Kernel is calculating square mean by moving window along each column (signal can be assumed to be matrix of NumSamples(width) x NumSweeps(height) size)
extern “C” global void HeapCalc(float2 *signal, float *di_signal, int window_size, int NumSamples, int NumSweeps)
{
int sample = blockIdx.x * blockDim.x + threadIdx.x; (NumSamples is split into blocks, so that each thread is calculating separate column)
//need to get square mean for first elements
float Di = 0;
for (int sweep = 0; sweep < window_size; sweep++)
{
Di += (signal[sweep * NumSamples + sample].x * signal[sweep * NumSamples + sample].x + signal[sweep * NumSamples + sample].y * signal[sweep * NumSamples + sample].y);
}
di_signal[sample] = Di;
//main cycle (just need to add new element and remove last element and store result)

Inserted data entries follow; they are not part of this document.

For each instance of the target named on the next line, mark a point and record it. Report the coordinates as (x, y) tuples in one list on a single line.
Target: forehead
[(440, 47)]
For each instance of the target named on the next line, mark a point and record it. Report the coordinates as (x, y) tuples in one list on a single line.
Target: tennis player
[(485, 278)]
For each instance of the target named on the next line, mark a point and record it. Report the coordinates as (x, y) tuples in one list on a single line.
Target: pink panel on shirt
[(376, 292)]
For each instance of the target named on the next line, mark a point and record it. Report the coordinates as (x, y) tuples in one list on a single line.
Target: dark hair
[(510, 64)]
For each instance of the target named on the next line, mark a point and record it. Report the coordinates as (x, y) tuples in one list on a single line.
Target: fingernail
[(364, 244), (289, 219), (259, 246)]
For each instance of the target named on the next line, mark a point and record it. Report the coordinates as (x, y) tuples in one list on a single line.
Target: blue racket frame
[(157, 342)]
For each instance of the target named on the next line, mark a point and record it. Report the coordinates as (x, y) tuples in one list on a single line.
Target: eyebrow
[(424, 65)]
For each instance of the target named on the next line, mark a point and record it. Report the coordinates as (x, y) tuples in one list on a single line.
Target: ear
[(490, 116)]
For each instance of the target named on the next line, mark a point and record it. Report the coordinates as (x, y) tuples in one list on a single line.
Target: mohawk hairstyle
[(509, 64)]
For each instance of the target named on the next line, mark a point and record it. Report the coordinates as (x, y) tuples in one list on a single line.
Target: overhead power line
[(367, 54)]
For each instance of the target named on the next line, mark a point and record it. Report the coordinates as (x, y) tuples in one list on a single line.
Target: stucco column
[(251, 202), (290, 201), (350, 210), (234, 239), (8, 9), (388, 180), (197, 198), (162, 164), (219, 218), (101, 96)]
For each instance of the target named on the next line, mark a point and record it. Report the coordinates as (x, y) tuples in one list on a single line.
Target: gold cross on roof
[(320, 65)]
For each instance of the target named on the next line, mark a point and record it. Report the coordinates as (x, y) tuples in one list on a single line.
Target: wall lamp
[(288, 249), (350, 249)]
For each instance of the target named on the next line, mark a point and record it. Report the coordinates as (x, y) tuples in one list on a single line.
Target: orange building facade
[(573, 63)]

for (int sweep = window_size; sweep < NumSweeps; sweep++)
{
Di += (signal[sweep * NumSamples + sample].x * signal[sweep * NumSamples + sample].x + signal[sweep * NumSamples + sample].y * signal[sweep * NumSamples + sample].y);
Di -= (signal[(sweep - window_size) * NumSamples + sample].x * signal[(sweep - window_size) * NumSamples + sample].x + signal[(sweep - window_size) * NumSamples + sample].y * signal[(sweep - window_size) * NumSamples + sample].y);
di_signal[(sweep - window_size + 1) * NumSamples + sample] = Di;
}
}
Is this kernel optimal or are there some other tricks to calculate window functions?
Only profiling will tell, and only you can do that, but my first reaction is not even close. If you want to see a reasonably efficient array column summation kernel looks like (which is roughly what this is), then this might be of interest. The windowing function is obviously a bit different to simple summation, but not so much that you shouldn’t be able see how to adapt the idea to your needs.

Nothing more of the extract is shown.